Medicare Advantage PPO

A Medicare Advantage plan design that lets you see any Medicare provider — in-network at the lowest cost, out-of-network at higher cost.

Also known as: MA PPO, PPO plan

Quick answer

A PPO (Preferred Provider Organization) is an MA plan design that contracts with a preferred network of doctors and hospitals but also pays — at higher cost-sharing — for care delivered by any Medicare-participating provider out-of-network. PPOs do not require a primary care physician or referrals to see specialists.

Why it matters

PPO designs preserve the closest experience to Original Medicare's any-provider access while still providing the supplemental benefits (dental, vision, hearing, OTC, Part B giveback) that MA plans offer.

When you'll encounter it

When comparing MA plan types during AEP, OEP, or your Initial Coverage Election Period.

Impact on Medicare

The PPO administers your Part A and Part B benefits under its own contracted rates instead of Original Medicare paying directly.

Impact on TRICARE For Life

TFL acts as secondary behind the PPO. Because TFL is networkless, it can help with the PPO's in- or out-of-network copays on services covered by both Medicare and TRICARE.

Impact on Medicare Advantage

PPO is itself an MA plan design. The veteran-focused plans (Humana USAA Honor, AARP Patriot, Aetna Eagle) are generally PPO designs because the open-access model fits the way retired military prefer to use civilian providers.

VA Healthcare considerations

PPO enrollment does not affect VA Healthcare access for service-connected conditions.

Military-specific context

PPOs are the most common MA design chosen by TFL beneficiaries because they preserve flexibility while still offering Part B givebacks and added benefits.

Common misconceptions

  • "A PPO has no network."It has a network — out-of-network just costs more.
  • "PPO out-of-network is unlimited."It's covered, but at higher cost-sharing and only with Medicare-participating providers.

Common mistakes to avoid

  • Assuming any PPO will cover any provider — always verify the provider accepts Medicare AND will bill the plan.
  • Picking a PPO without comparing it to the HMO option in your ZIP — HMOs sometimes offer richer benefits at lower cost when your doctors are in network.

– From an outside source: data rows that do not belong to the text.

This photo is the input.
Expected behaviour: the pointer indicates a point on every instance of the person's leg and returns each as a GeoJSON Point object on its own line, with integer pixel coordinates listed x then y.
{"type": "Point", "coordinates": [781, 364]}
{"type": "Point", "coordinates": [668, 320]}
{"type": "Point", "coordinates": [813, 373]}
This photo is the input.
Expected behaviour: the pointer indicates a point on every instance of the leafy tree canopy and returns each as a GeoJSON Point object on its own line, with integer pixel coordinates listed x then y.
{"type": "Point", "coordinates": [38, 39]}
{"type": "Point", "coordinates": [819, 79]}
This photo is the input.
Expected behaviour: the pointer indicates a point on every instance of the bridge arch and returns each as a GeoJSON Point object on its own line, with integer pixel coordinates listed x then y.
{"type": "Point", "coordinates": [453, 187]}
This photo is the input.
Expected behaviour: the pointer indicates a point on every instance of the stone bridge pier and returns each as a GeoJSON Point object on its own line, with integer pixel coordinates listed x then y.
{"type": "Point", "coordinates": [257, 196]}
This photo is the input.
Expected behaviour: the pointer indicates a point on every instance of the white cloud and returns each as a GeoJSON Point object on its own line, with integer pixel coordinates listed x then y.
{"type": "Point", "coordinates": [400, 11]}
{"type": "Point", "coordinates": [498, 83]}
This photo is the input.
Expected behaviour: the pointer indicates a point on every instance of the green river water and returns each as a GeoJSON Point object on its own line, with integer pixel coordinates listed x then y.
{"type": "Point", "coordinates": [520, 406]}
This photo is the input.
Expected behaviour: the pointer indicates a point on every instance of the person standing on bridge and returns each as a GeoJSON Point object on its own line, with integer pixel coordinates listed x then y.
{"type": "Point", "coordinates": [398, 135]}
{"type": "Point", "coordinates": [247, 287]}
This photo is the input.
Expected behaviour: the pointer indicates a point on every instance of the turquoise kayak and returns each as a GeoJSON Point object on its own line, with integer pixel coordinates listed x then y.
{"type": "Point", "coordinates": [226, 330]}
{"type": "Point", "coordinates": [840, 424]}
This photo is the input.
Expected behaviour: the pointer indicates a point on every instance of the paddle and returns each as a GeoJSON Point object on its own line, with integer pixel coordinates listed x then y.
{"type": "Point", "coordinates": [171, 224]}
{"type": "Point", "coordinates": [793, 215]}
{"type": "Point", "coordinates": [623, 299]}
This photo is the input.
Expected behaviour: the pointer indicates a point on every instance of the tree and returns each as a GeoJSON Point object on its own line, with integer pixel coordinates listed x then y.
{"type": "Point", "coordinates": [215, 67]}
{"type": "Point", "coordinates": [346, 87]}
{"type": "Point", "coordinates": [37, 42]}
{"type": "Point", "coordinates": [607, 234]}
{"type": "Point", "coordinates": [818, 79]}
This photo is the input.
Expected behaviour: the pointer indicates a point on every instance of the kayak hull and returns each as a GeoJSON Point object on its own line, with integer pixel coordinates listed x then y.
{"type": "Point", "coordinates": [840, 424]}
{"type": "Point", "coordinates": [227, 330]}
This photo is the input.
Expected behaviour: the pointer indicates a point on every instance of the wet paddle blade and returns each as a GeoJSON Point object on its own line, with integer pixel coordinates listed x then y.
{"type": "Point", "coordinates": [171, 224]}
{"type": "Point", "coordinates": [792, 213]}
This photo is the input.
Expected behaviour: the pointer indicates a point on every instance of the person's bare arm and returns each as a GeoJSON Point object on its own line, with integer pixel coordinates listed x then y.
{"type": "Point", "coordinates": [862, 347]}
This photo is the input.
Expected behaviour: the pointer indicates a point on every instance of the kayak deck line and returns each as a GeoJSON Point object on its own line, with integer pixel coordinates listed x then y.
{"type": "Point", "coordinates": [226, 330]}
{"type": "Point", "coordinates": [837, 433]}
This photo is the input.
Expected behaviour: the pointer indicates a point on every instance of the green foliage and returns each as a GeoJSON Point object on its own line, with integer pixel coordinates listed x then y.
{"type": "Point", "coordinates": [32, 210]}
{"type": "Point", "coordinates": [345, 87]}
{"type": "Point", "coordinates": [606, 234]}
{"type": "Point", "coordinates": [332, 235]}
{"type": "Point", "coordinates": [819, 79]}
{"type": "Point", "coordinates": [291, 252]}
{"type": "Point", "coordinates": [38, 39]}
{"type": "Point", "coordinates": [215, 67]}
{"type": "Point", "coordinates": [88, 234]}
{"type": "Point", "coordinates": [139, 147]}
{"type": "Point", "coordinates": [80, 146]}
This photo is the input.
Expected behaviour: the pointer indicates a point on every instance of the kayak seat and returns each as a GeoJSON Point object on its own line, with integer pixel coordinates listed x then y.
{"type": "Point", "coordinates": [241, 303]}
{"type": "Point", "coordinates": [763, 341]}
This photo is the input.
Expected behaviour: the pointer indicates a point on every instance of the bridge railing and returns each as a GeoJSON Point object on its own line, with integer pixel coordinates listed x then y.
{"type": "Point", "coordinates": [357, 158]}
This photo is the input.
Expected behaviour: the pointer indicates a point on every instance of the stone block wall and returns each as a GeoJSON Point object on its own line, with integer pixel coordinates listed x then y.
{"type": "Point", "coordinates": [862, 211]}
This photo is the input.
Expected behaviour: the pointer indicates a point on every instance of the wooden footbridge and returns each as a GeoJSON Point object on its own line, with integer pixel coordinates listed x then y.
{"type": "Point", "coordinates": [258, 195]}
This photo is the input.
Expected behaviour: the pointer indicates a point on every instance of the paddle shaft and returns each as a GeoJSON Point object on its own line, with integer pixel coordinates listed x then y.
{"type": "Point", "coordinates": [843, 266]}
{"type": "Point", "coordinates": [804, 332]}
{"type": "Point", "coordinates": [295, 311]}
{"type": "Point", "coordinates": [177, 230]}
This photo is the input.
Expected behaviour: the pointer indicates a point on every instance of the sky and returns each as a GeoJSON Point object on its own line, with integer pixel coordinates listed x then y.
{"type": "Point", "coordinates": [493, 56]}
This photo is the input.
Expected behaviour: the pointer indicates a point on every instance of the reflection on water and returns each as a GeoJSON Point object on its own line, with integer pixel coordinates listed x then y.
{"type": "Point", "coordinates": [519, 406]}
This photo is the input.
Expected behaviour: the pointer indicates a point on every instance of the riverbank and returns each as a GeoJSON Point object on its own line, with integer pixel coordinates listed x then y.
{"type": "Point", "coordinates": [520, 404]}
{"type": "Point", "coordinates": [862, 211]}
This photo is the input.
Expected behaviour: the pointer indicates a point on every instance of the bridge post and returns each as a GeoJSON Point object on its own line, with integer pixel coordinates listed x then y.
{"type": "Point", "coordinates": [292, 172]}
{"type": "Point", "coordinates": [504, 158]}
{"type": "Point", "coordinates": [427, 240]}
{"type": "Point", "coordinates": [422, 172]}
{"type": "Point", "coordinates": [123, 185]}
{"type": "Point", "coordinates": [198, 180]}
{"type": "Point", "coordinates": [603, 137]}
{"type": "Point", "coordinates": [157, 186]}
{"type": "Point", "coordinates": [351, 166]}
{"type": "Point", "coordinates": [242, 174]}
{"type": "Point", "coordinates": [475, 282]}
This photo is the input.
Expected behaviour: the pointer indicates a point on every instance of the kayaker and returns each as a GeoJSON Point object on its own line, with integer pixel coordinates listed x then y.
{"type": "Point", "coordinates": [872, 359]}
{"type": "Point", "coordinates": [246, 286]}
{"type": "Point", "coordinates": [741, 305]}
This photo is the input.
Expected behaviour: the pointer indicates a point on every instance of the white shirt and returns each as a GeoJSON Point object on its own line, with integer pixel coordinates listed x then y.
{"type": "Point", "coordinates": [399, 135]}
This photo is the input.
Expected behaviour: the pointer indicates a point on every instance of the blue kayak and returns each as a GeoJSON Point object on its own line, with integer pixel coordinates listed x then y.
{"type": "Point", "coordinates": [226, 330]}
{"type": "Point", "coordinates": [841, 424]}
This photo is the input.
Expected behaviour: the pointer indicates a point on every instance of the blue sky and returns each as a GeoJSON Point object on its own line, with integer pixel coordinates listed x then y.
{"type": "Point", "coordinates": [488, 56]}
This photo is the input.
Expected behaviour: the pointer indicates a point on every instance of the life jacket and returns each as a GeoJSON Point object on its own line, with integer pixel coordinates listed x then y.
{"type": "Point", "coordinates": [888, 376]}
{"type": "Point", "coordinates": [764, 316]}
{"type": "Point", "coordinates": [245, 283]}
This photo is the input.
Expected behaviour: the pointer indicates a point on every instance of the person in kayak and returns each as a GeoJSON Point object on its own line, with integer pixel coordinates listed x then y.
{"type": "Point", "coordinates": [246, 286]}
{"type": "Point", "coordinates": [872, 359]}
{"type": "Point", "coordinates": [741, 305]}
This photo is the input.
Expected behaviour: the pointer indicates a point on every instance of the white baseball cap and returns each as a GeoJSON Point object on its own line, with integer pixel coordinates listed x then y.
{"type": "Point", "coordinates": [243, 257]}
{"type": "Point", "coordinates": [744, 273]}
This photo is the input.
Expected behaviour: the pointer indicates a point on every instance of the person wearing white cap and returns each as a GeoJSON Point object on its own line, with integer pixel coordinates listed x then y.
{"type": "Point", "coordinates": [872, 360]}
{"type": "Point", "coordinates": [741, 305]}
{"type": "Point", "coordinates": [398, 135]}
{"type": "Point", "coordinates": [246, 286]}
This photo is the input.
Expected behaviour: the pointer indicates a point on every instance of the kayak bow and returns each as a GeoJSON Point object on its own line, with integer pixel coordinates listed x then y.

Real-world scenario: A retired Marine Colonel travels frequently between Florida and Virginia.

He chooses a national PPO MA plan. Routine care in Florida is in-network ($0 copay); urgent care in Virginia is out-of-network but still covered with TFL picking up most of the higher copay.

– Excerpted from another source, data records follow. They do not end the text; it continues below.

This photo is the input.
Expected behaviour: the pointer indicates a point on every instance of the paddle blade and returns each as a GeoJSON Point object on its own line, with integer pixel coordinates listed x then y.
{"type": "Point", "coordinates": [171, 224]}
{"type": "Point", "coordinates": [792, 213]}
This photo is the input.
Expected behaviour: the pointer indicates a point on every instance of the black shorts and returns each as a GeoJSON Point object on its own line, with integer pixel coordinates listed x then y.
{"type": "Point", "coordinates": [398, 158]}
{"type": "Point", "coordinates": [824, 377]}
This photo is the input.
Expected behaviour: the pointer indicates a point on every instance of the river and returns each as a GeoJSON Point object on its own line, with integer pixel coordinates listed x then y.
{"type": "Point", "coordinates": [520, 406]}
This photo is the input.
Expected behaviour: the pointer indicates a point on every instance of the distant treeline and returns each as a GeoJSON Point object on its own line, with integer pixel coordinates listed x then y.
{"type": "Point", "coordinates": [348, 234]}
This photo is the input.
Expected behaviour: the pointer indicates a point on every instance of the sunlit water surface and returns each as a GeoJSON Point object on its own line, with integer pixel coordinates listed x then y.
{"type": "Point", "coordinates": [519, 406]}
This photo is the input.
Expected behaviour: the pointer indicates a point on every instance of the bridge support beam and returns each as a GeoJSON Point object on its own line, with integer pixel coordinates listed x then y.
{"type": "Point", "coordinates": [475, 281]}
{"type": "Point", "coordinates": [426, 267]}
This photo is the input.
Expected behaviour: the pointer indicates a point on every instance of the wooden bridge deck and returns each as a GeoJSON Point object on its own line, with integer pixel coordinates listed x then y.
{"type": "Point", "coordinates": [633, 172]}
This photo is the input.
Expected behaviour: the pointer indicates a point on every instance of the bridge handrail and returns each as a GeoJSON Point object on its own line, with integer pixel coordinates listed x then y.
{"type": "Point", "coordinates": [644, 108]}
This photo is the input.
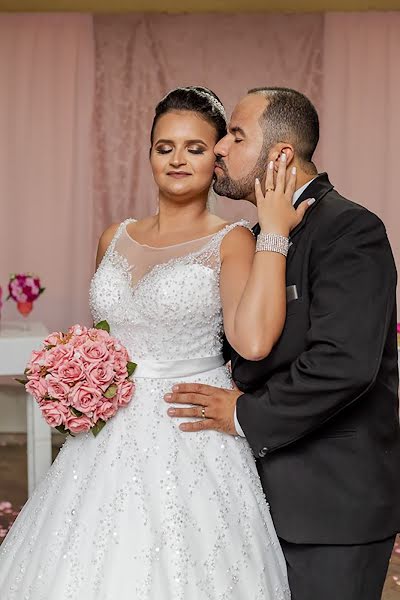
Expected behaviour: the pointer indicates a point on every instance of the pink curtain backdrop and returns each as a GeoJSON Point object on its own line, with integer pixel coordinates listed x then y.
{"type": "Point", "coordinates": [139, 58]}
{"type": "Point", "coordinates": [62, 182]}
{"type": "Point", "coordinates": [361, 115]}
{"type": "Point", "coordinates": [46, 208]}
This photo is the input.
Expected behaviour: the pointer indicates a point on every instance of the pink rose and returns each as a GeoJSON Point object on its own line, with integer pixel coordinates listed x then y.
{"type": "Point", "coordinates": [71, 371]}
{"type": "Point", "coordinates": [101, 375]}
{"type": "Point", "coordinates": [58, 356]}
{"type": "Point", "coordinates": [98, 335]}
{"type": "Point", "coordinates": [37, 387]}
{"type": "Point", "coordinates": [125, 392]}
{"type": "Point", "coordinates": [53, 339]}
{"type": "Point", "coordinates": [57, 389]}
{"type": "Point", "coordinates": [78, 424]}
{"type": "Point", "coordinates": [37, 360]}
{"type": "Point", "coordinates": [84, 397]}
{"type": "Point", "coordinates": [105, 410]}
{"type": "Point", "coordinates": [54, 413]}
{"type": "Point", "coordinates": [78, 330]}
{"type": "Point", "coordinates": [94, 352]}
{"type": "Point", "coordinates": [120, 368]}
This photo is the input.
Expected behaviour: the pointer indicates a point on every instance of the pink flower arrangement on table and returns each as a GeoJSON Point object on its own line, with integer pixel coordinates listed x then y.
{"type": "Point", "coordinates": [80, 378]}
{"type": "Point", "coordinates": [24, 289]}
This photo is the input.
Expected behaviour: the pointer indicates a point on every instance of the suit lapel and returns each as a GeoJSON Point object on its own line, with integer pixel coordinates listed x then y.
{"type": "Point", "coordinates": [317, 189]}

Special considerations for military retirees

PPOs are typically the most TFL-friendly MA design: • In-network and out-of-network both covered (out-of-network costs more). • No PCP required; no referrals to specialists. • TFL secondary works smoothly because it doesn't care about networks. • Travel-friendly compared to HMOs. • VA Healthcare and MTF pharmacy continue unaffected.

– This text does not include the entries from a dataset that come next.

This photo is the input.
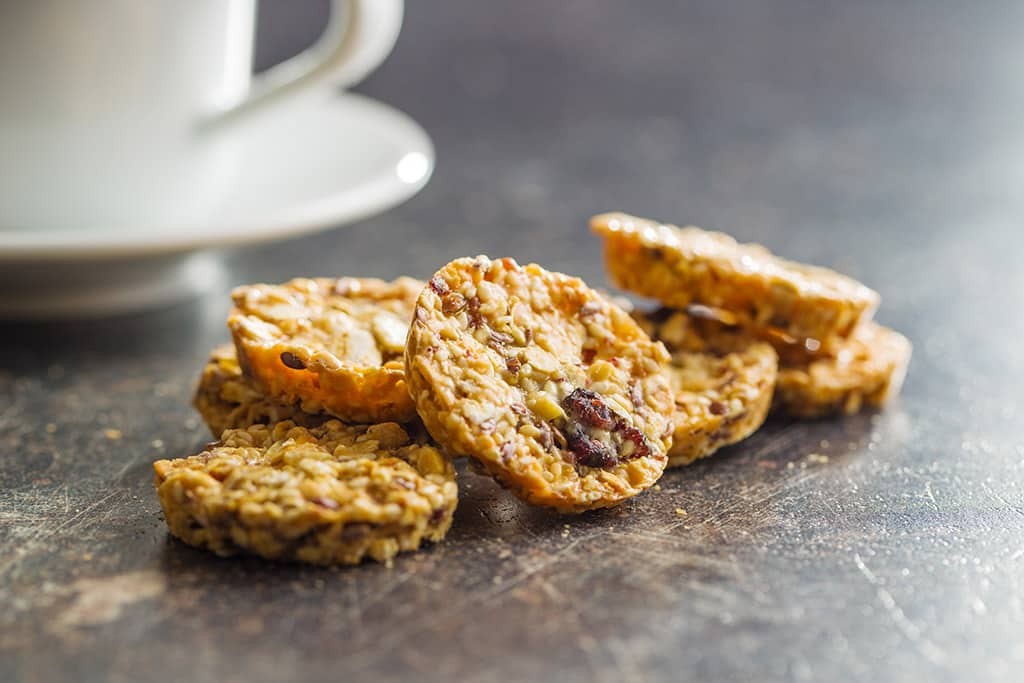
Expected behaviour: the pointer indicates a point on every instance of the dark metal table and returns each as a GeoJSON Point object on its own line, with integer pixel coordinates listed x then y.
{"type": "Point", "coordinates": [883, 138]}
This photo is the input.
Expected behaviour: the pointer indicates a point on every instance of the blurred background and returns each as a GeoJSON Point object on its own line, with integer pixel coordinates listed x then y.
{"type": "Point", "coordinates": [778, 121]}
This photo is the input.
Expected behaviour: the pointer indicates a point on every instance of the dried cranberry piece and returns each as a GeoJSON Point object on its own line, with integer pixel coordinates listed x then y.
{"type": "Point", "coordinates": [292, 360]}
{"type": "Point", "coordinates": [589, 452]}
{"type": "Point", "coordinates": [589, 408]}
{"type": "Point", "coordinates": [642, 449]}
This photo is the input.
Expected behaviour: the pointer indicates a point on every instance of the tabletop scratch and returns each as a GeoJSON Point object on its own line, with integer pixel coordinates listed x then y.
{"type": "Point", "coordinates": [910, 631]}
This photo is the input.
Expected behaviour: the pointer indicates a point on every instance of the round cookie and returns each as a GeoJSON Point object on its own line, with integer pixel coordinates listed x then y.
{"type": "Point", "coordinates": [334, 345]}
{"type": "Point", "coordinates": [553, 389]}
{"type": "Point", "coordinates": [330, 495]}
{"type": "Point", "coordinates": [865, 371]}
{"type": "Point", "coordinates": [683, 266]}
{"type": "Point", "coordinates": [227, 399]}
{"type": "Point", "coordinates": [722, 382]}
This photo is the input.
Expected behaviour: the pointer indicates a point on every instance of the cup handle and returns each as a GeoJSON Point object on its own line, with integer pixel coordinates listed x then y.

Questions to ask before enrolling

  • Are my doctors in the PPO's preferred network — or only covered out-of-network?
  • What is the out-of-network MOOP vs the in-network MOOP?
  • Does the PPO cover routine care in the second state where I spend part of the year?
  • Do I value the freedom to self-refer to specialists?
  • Is the Part B giveback worth the change from Original Medicare + TFL?

What should I do?

  • 1Verify each of your providers participates with the specific PPO plan, not just 'Medicare.'
  • 2Compare the in-network vs out-of-network MOOP carefully.
  • 3Confirm the plan operates in both states if you spend winter/summer elsewhere.
  • 4Read the Annual Notice of Change each fall — networks and benefits change yearly.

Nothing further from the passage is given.